Les manuels de sciences se trompent ?  Un fossile vieux de 525 millions d’années défie l’explication commune de l’évolution du cerveau

Vue d’artiste d’un Cardiodictyon catenulum âgé de 525 millions d’années sur le fond marin côtier peu profond, émergeant de l’abri d’un petit stromatolite construit par des bactéries photosynthétiques. Crédit : Nicholas Strausfeld/Université de l’Arizona

Selon une nouvelle étude, les fossiles d’une minuscule créature marine au système nerveux délicatement préservé résolvent un débat vieux d’un siècle sur l’évolution du cerveau chez les arthropodes, le groupe le plus riche en espèces du règne animal.

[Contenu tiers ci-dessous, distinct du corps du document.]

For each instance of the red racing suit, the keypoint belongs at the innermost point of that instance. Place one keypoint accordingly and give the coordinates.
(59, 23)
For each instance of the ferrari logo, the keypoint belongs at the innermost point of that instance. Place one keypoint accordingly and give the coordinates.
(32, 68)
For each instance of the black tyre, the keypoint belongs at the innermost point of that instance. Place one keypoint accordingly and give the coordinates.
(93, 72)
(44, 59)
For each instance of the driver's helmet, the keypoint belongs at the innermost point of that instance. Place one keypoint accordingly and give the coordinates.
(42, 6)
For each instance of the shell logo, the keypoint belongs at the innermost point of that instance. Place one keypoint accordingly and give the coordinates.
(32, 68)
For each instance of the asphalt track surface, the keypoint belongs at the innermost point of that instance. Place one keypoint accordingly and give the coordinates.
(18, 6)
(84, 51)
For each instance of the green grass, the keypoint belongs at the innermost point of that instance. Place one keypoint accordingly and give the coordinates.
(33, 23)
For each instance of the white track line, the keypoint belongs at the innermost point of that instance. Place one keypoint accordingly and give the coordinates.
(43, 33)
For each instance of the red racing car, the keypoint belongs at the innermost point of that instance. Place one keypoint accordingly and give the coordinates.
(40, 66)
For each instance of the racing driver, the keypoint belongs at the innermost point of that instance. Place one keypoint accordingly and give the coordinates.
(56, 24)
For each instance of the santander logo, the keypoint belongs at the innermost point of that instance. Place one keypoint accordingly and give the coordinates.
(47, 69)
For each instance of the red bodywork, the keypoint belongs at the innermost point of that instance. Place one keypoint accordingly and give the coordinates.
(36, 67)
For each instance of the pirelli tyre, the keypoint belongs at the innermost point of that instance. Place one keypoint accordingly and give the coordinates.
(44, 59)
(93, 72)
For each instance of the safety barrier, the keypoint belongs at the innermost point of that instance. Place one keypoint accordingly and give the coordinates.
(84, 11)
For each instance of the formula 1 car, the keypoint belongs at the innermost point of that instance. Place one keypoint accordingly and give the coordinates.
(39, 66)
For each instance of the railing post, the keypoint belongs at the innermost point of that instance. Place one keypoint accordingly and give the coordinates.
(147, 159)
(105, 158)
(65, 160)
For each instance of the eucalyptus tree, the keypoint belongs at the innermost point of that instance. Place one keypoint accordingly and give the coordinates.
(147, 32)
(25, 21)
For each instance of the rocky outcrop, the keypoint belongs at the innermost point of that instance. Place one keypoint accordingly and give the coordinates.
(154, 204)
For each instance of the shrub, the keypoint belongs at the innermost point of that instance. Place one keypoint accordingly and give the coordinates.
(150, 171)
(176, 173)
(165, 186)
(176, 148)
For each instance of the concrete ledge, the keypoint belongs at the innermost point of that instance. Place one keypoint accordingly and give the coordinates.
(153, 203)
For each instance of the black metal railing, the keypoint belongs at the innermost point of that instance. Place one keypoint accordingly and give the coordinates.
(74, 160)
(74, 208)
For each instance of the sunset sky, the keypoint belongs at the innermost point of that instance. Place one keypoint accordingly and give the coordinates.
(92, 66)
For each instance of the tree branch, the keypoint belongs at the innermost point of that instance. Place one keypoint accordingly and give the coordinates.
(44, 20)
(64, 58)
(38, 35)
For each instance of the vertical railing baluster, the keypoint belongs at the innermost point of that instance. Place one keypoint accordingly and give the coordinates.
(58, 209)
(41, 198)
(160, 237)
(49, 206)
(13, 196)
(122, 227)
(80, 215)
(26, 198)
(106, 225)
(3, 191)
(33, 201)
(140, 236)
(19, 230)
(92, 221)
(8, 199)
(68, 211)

Les fossiles d’une minuscule créature marine décédée il y a plus d’un demi-milliard d’années pourraient obliger un manuel scientifique à réécrire l’évolution du cerveau.

Une nouvelle étude fournit la première description détaillée de Cardiodictyon cattenulum, un animal ressemblant à un ver préservé dans les roches de la province du Yunnan, dans le sud de la Chine. Mesurant à peine un demi-pouce (moins de 1,5 centimètre) de long et initialement découvert en 1984, le fossile cachait jusqu’à présent un secret crucial : un système nerveux délicatement préservé, comprenant un cerveau. Publié dans la revue La science le 24 novembre, la recherche a été dirigée par Nicholas Strausfeld, professeur Regents au département de neurosciences de l’Université de l’Arizona, et Frank Hirth, lecteur de neurosciences évolutives au King’s College de Londres.

“À notre connaissance, il s’agit du plus ancien cerveau fossilisé que nous connaissions à ce jour”, a déclaré Strausfeld.

Cardiodictyon appartenaient à un groupe d’animaux éteints connus sous le nom de lobopodes blindés, qui étaient abondants au début d’une période connue sous le nom de Cambrien, lorsque pratiquement toutes les principales lignées animales sont apparues sur une période extrêmement courte entre 540 millions et 500 millions d’années. Les lobopodes se déplaçaient probablement sur le fond marin en utilisant plusieurs paires de pattes molles et trapues qui n’avaient pas les articulations de leurs descendants, les euarthropodes – grec pour “vrai pied articulé”. Les plus proches parents vivants actuels des lobopodes sont les vers de velours qui vivent principalement en Australie, en Nouvelle-Zélande et en Amérique du Sud.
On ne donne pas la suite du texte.